The well-known legacy of increased sexual activity post war only served to fuel the increasing number of HIV infections.

Corruption is endemic in Cambodia and serves as a barrier to the effectiveness and equity of healthcare provision. Corruption is also directly damaging to health. An estimated 50% of medication bought is actually entirely counterfeit, and closer to the Thai border that percentage rises to about 85% of all medicines. A delayed improvement in health, or a complete failure to recover from illness, is less a concern than the greater risk of intoxication due to counterfeit medicine; and children are at greater risk.

The genocidal killings took the educated and professionals first. By the end of the war there were only around forty doctors in the whole country. Widespread illiteracy is the contemporary result of the destruction of education. Such illiteracy makes medicine regimes hard to understand, and harder still to follow. Again, this is all the more problematic when it concerns the demanding regime of HIV antiretroviral medication.

Poor education, coupled with poverty, contributes also to the significant problem of malnutrition. Cultural beliefs derived from animist worship dictate a restricted diet postpartum that makes malnutrition an almost certain occupational hazard of childbirth. This leads to malnutrition in the baby, a failure to thrive and vulnerability to infection.

The lack of investment in establishing an adequate transport infrastructure means that the vast majority of the population are isolated. 80% of the population live in rural communities where roads are poorly maintained and often impassable during the rainy season. Travel is at best time consuming and arduous, but often impossible. Thus accessibility to healthcare provision is limited for most of the country's population.

The systematic destruction of society through the genocidal killings of 1/3 of the population means that almost every Cambodian alive today lost a family member, friend or neighbour. As a result, one could credibly suggest that the majority (if not all) of the population are suffering the psychological consequences of such a legacy and history: a population suffering with post traumatic stress disorder (PTSD), to a greater or lesser extent. A disorder not treated at the time to the sophisticated, responsive psychological treatment seen today; for example Eye movement desensitisation, used as a psychological intervention for victims of the Tsunami in neighbouring Thailand.

In addition to the direct psychological damage of war, longer term and deeper effects are also apparent in society today. Domestic violence is not unusual, and possibly a result of unprocessed PTSD, or a consequence of the annihilation of trust and solidarity in society.

Child abuse is also a familiar occurrence. The parents of today were the youth of Pol Pot's children's camps who lost their own parents, and have no role models or experience of parenting skills themselves.

Medicine alone therefore is inadequate, and ineffective to treat the health ills prevalent in Cambodia today. Successful intervention requires going beyond the symptoms, to the cause of the health condition. Fundamentally one has to understand and appreciate the culture, society, history and experience of the population in order to discover the layers of health ills. Only then can an effective and sensitive response be planned.

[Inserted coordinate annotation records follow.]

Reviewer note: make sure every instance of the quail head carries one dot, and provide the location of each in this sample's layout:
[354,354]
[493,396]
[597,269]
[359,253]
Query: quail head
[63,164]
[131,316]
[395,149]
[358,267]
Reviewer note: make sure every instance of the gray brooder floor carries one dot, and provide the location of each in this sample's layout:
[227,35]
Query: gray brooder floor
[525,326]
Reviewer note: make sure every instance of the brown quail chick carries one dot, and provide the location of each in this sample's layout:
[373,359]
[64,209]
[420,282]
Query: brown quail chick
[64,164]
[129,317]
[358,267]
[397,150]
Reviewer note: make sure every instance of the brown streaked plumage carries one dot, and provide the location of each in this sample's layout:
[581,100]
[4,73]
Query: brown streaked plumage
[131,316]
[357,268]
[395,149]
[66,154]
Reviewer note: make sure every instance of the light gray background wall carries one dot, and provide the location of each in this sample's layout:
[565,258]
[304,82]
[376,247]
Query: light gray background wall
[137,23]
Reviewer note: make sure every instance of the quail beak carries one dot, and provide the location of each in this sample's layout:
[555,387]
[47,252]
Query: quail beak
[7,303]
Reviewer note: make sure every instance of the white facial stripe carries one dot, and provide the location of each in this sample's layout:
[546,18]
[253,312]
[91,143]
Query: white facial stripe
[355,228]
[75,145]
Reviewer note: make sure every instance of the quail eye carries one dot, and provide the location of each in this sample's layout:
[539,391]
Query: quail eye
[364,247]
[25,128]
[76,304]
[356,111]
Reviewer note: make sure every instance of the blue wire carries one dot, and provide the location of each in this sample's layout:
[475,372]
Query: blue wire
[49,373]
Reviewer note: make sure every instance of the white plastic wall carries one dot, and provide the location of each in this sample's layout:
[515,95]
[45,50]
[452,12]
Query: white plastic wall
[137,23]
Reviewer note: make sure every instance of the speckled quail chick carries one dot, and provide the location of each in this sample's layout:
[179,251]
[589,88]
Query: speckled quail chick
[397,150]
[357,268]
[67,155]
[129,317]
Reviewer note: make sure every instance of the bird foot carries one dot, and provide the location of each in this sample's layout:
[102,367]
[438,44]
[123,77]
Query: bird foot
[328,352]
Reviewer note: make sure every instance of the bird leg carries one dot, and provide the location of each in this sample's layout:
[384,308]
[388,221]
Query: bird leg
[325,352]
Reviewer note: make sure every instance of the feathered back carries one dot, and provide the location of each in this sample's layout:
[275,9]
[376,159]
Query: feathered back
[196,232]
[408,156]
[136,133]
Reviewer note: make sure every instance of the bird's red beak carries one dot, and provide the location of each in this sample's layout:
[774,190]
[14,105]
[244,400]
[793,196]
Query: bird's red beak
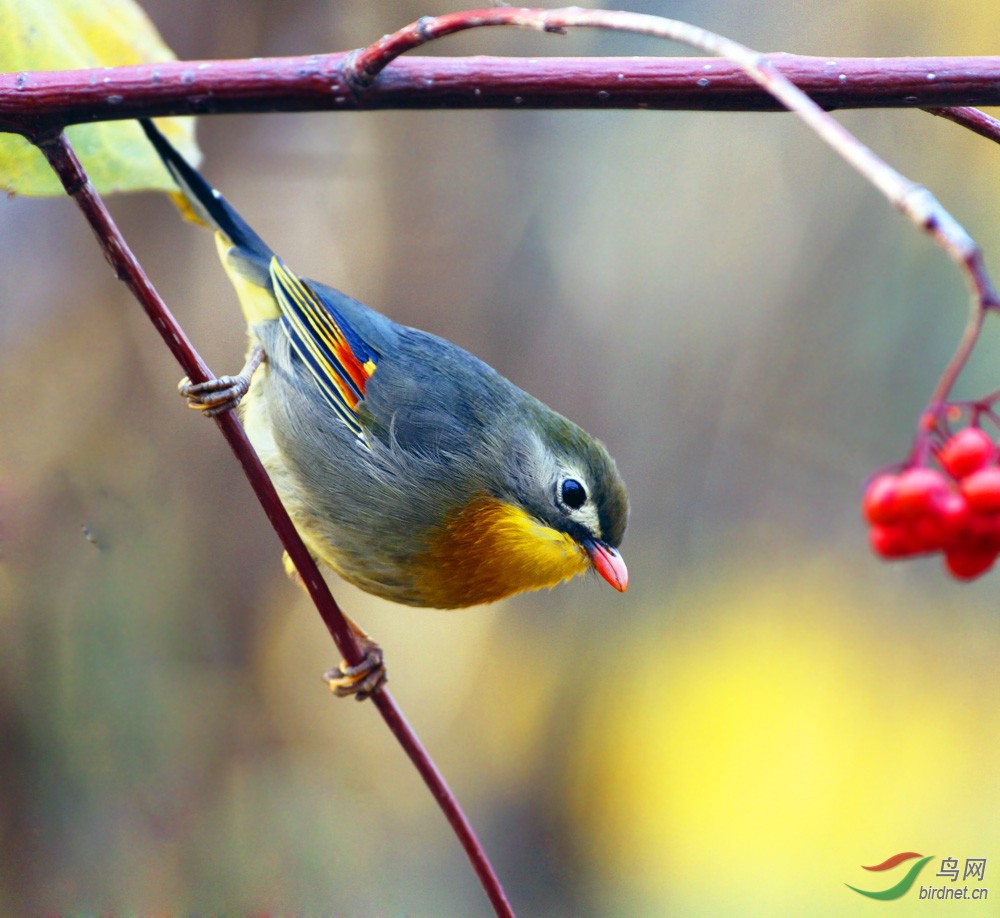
[609,563]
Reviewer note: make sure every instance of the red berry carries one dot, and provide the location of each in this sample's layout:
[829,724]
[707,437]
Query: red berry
[966,564]
[966,452]
[878,505]
[953,515]
[982,490]
[920,491]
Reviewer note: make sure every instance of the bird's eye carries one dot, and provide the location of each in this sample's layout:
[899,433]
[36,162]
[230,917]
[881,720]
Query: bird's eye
[574,494]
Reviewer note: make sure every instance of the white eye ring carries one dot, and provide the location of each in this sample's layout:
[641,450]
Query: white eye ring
[572,493]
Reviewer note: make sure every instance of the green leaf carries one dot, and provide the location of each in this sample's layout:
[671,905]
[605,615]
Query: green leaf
[75,34]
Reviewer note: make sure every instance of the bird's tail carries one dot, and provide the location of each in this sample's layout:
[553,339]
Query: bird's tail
[210,206]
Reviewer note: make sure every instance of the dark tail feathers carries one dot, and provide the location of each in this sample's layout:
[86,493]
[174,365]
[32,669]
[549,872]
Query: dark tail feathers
[206,201]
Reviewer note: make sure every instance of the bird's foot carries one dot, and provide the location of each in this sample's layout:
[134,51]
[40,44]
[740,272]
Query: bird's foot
[361,680]
[223,393]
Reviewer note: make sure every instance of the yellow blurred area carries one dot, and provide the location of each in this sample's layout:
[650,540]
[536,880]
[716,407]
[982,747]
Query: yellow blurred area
[77,34]
[745,323]
[763,755]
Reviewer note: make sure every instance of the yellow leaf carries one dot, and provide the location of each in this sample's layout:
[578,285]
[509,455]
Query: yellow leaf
[74,34]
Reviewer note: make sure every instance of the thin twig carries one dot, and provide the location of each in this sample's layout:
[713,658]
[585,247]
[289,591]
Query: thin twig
[63,160]
[913,200]
[976,121]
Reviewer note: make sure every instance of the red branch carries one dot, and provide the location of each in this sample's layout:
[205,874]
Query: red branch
[63,160]
[36,101]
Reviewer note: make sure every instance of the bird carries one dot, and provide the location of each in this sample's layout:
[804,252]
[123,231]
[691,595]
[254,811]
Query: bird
[409,467]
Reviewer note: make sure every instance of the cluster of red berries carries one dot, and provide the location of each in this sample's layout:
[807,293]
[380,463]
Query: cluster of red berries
[955,511]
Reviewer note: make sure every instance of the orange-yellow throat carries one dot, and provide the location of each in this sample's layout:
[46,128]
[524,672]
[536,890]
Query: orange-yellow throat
[492,549]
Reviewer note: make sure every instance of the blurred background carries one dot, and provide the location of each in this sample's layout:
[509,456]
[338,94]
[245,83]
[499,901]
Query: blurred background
[745,323]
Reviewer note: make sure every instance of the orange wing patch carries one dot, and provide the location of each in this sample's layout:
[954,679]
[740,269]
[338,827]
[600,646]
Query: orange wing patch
[339,360]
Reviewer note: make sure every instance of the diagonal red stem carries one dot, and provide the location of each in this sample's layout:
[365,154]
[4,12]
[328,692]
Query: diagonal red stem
[38,100]
[63,160]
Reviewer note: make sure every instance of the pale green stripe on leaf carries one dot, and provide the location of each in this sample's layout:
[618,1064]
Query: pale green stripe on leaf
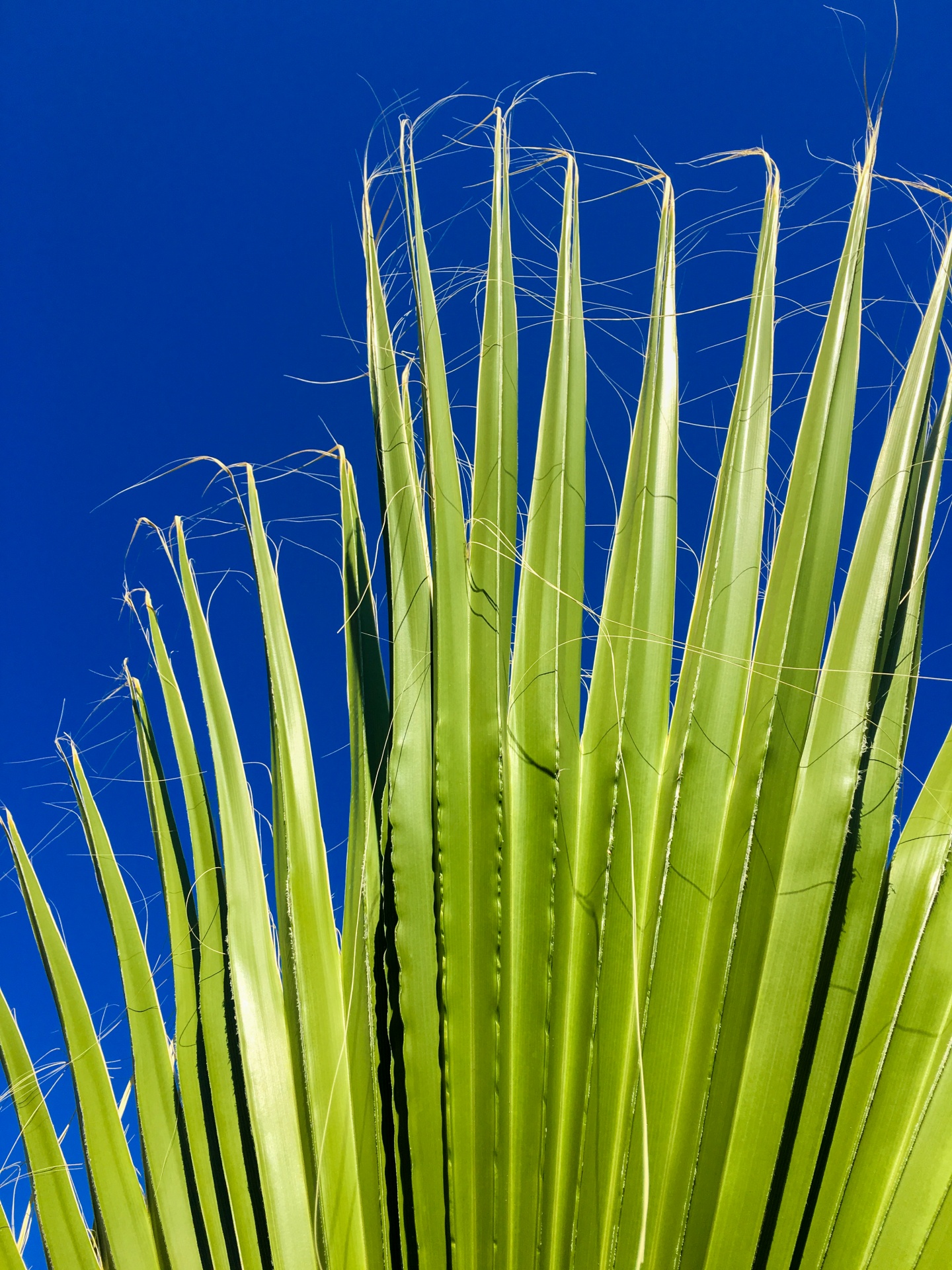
[690,949]
[362,939]
[409,785]
[65,1236]
[455,845]
[215,1001]
[202,1141]
[542,755]
[785,671]
[622,746]
[315,959]
[266,1048]
[492,581]
[819,824]
[154,1078]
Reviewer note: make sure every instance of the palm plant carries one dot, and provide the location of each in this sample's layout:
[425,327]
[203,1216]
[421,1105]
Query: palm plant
[653,991]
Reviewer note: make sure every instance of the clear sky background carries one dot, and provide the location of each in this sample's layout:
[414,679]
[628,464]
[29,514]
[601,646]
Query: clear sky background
[178,238]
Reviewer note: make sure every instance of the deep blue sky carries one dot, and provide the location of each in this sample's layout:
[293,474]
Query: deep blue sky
[178,237]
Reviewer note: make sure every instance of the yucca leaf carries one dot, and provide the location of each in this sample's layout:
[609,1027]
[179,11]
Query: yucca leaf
[314,968]
[890,710]
[362,939]
[154,1075]
[783,679]
[542,755]
[216,1006]
[121,1206]
[492,579]
[63,1227]
[452,746]
[818,861]
[266,1047]
[415,1019]
[681,1019]
[622,746]
[11,1256]
[883,1096]
[190,1061]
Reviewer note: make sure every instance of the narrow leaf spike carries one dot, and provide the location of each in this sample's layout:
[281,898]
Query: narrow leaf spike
[795,976]
[314,967]
[542,755]
[364,934]
[491,616]
[415,1025]
[120,1203]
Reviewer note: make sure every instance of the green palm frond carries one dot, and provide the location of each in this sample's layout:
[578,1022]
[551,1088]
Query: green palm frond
[640,988]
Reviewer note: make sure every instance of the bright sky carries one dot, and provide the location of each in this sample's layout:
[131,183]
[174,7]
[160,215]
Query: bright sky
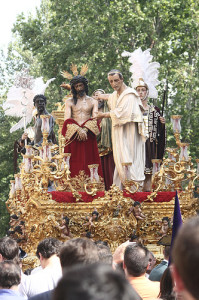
[8,14]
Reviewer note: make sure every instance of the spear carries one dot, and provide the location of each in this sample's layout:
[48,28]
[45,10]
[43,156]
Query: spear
[164,95]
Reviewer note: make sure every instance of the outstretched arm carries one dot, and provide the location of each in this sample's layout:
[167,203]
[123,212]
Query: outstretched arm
[68,111]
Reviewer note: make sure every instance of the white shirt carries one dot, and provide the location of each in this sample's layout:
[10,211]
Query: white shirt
[44,280]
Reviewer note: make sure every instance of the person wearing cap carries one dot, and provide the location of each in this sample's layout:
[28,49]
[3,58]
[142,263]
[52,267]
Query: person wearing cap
[144,80]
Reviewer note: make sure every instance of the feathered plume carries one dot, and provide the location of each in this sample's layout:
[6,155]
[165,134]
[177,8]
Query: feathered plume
[19,102]
[142,67]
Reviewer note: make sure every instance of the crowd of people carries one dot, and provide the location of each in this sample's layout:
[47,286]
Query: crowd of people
[81,268]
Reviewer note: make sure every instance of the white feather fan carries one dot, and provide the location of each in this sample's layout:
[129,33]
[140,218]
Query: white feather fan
[142,67]
[19,102]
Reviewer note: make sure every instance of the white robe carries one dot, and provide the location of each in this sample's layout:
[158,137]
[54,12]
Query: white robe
[127,135]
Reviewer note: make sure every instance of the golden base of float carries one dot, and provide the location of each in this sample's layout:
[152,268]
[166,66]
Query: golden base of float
[29,198]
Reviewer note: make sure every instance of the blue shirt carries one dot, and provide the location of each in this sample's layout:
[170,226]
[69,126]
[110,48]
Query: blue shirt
[7,294]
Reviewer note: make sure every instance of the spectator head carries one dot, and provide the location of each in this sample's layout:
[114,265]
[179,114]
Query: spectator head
[48,247]
[166,252]
[94,282]
[105,255]
[78,251]
[10,274]
[136,259]
[9,249]
[185,258]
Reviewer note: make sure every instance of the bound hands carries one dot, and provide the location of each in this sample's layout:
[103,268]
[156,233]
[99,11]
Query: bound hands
[162,120]
[82,134]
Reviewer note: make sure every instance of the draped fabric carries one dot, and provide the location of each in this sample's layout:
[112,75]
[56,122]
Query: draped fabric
[127,135]
[83,153]
[139,196]
[104,144]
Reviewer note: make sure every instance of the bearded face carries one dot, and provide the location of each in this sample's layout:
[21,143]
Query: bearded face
[80,89]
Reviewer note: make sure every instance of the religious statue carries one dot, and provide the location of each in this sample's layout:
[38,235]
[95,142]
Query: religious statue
[40,105]
[81,128]
[144,80]
[127,130]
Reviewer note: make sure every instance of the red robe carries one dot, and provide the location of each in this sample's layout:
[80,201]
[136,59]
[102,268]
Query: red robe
[83,153]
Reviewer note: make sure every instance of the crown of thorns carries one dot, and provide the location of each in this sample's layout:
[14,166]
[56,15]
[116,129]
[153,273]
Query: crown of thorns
[75,72]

Providing medication is only temporary relief, and not economically or humanely effective in the long term. It is necessary also to rebuild society, education and a culture to support the provision of healthcare.

Through my experiences I have learnt how inseparable health, history and culture are. Fundamentally we should be mindful of the difference between what we believe we provide, and how that provision is experienced.

I am now more aware how necessary an understanding of these interrelationships and differences are to achieving an appropriate and effective healthcare response.